Expected: ~100 tok/s C=1 at 4096-output decode, ~66 tok/s for short chat.

Dual RTX 3090 — two replicas behind a load balancer (225 tok/s aggregate)

Run the single-3090 launcher twice with different --gpus flags and ports, then put nginx in front:

# Replica 1 → GPU 0 → port 8500    (same command as above, but)
docker run -d --name qwen36-vllm-1 --gpus '"device=0"' -p 8500:8000 ... \
  --max-num-seqs 2 --max-num-batched-tokens 2048 \
  --gpu-memory-utilization 0.92 \
  --speculative-config '{"method":"mtp","num_speculative_tokens":3}' ...

# Replica 2 → GPU 1 → port 8501    (identical except --gpus '"device=1"' and -p 8501:8000)
docker run -d --name qwen36-vllm-2 --gpus '"device=1"' -p 8501:8000 ... (same flags)

# Load balancer
cat > nginx.conf <<'EOF'
events { worker_connections 4096; }
http {
    upstream vllm_pool {
        least_conn;
        server 127.0.0.1:8500;
        server 127.0.0.1:8501;
    }
    proxy_read_timeout 900s; proxy_buffering off; proxy_request_buffering off;
    server {
        listen 8400;
        location / { proxy_pass http://vllm_pool; proxy_http_version 1.1; proxy_set_header Connection ""; }
    }
}
EOF

docker run -d --name qwen36-lb --network host \
  -v $(pwd)/nginx.conf:/etc/nginx/nginx.conf:ro nginx:alpine

Hit http://localhost:8400/v1/chat/completions with up to 4 concurrent requests for max aggregate throughput.

Notes on the dual-replica config: bump --max-num-seqs from 1 (single-3090 default) to 2 so each replica can absorb 2 streams when concurrency exceeds replica count. We dropped MTP from 5 → 3 because higher concurrency reduces per-stream MTP acceptance gain. We also lowered --gpu-memory-utilization from 0.97 → 0.92 to leave room for the GDN linear-attention warmup buffers (which OOMed at higher utilization with batched workloads).

Quick benchmark

# Inside the same vLLM image — built-in `vllm bench serve`
docker run --rm --network host --entrypoint vllm \
  vllm/vllm-openai:nightly-07351e0883470724dd5a7e9730ed10e01fc99d08 \
  bench serve --backend openai --base-url http://localhost:8400 \
  --model qwen36-27b --tokenizer Lorbus/Qwen3.6-27B-int4-AutoRound \
  --dataset-name random --random-input-len 1024 --random-output-len 1024 \
  --num-prompts 16 --max-concurrency 4 --trust-remote-code

Send a warm-up request first (the first generation incurs cudagraph-recompile latency that skews 5-prompt averages).

Will this work on RTX 4090 / 5090?

Short answer: yes, with caveats and likely better numbers.

GPUSM / CCVRAMRecommendation
RTX 3090Ampere, 8.624 GBThis blog post. Genesis recommends P67/P82/PN8.
RTX 4090Ada Lovelace, 8.924 GBSame recipe should run; expect higher tok/s — Ada has higher SM throughput and ~2× the memory bandwidth (1008 vs 936 GB/s). Genesis P67 is hardware-conditional; check genesis.apply_all output for new recommendations.
RTX 5090Blackwell, 12.032 GBNative FP8 + FP4 support changes the calculus. The fast-chat fp8 KV path gains hardware acceleration; the TurboQuant path may also become more attractive. The 8 GB extra VRAM lets you raise --max-model-len, run higher --max-num-seqs, or skip quantization entirely (BF16 weights ≈ 54 GB → still need quant on a single card, but room is much friendlier). vLLM nightly tags ending in -cu130 are Blackwell-ready.

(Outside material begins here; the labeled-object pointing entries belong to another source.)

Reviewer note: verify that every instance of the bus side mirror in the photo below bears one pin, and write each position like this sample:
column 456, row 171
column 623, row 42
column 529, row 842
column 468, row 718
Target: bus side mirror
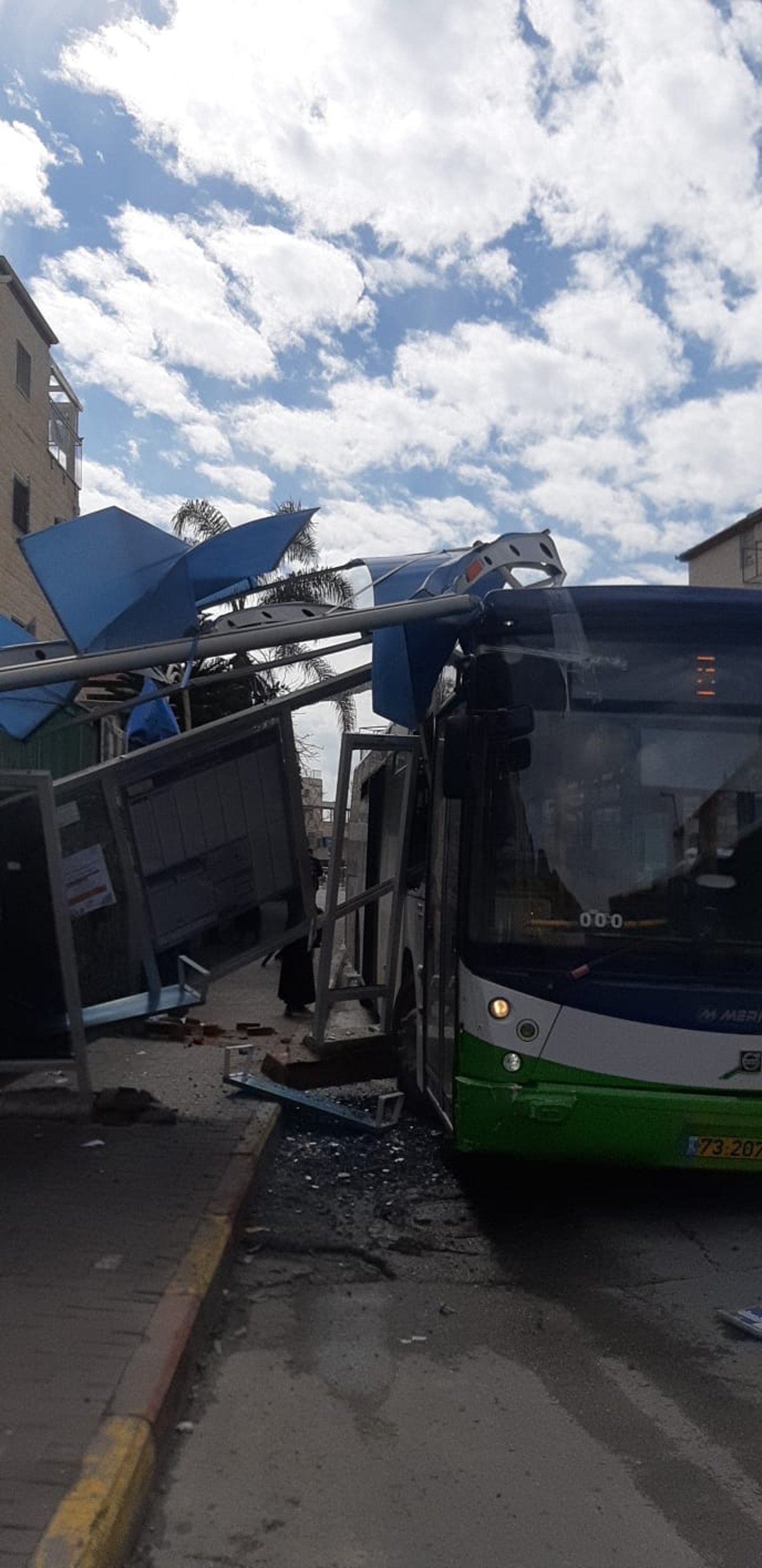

What we did NOT verify directly on 4090/5090 — those numbers will need their own measurements. But the recipe (Lorbus AutoRound + Genesis patches + MTP n=5 + fp8 KV + nginx LB for dual cards) is hardware-agnostic. Genesis re-detects on launch and adjusts patch recommendations per arch.

Hardware-specific watch-outs for 4090/5090:

  1. 5090 + driver 580 may be too old — Blackwell support landed in driver 575 but 5090-specific fixes are still in 590+. Use the latest stable driver.
  2. Both 4090 and 5090 have higher TDP (450 W and 575 W respectively) — verify your PSU and thermals before sustained runs.
  3. The GDN linear-attention OOM cliff is independent of GPU class — it's a per-prompt scratch-buffer issue. Stay at --max-num-seqs 2 until the upstream kernel fix lands.

For dual 4090s or dual 5090s, the load-balancer pattern still wins over TP=2 for the dense 27B unless you have NVLink (4090s don't have it; 5090 NVLink situation is hardware-specific). PCIe NCCL all-reduces are the same penalty as on 3090s.

For the MoE on 4090/5090: the calculus is different again. The 35B-A3B AWQ-INT4 checkpoint is 24 GB, which fits on a 32 GB 5090 with room for KV cache — meaning a 5090 unlocks the 2-replica + LB pattern that's impossible on dual 3090s (each 3090 can't fit the model alone). Two 5090s with two independent MoE replicas + nginx LB could plausibly hit 500+ tok/s aggregate. We did not measure this, but the architectural barrier is gone. On dual 4090s (24 GB each), you're still in single-instance TP=2+EP territory, just faster than 3090.

Accuracy verification — does any of this hurt quality?

Throughput numbers are the easy part. The pushback we get every time we publish numbers like the ones above is "you're trading accuracy for speed". So we ran the standard lm-evaluation-harness (the same suite IBM, Anthropic, the OpenLLM Leaderboard, and every model card use) against both rounds, on GSM8K (1319 grade-school math problems, 5-shot CoT — the metric most sensitive to quantization noise) and IFEval (541 instruction-following prompts — catches "model technically responds but ignores constraints" failures). Each run hits the running vLLM endpoint via --model local-chat-completions, with vLLM's Prometheus /metrics snapshotted before and after so we can read off the actual throughput during eval alongside the accuracy. Thinking mode is disabled via chat_template_kwargs={"enable_thinking":false} to match the agentic single-call shape this stack was optimized for.

GSM8K (1319 problems, 5-shot, strict + flexible exact-match)

Stackstrictflexwallgen tok/sTPOT
Qwen3.6-27B Lorbus AutoRound INT4 + Genesis + MTP=588.17%89.76%1618 s89.615.5 ms
Qwen3.6-35B-A3B MoE QuantTrio AWQ + TP=2+EP88.55%89.61%1047 s193.218.3 ms

IFEval (541 prompts, 0-shot, prompt-level + instruction-level)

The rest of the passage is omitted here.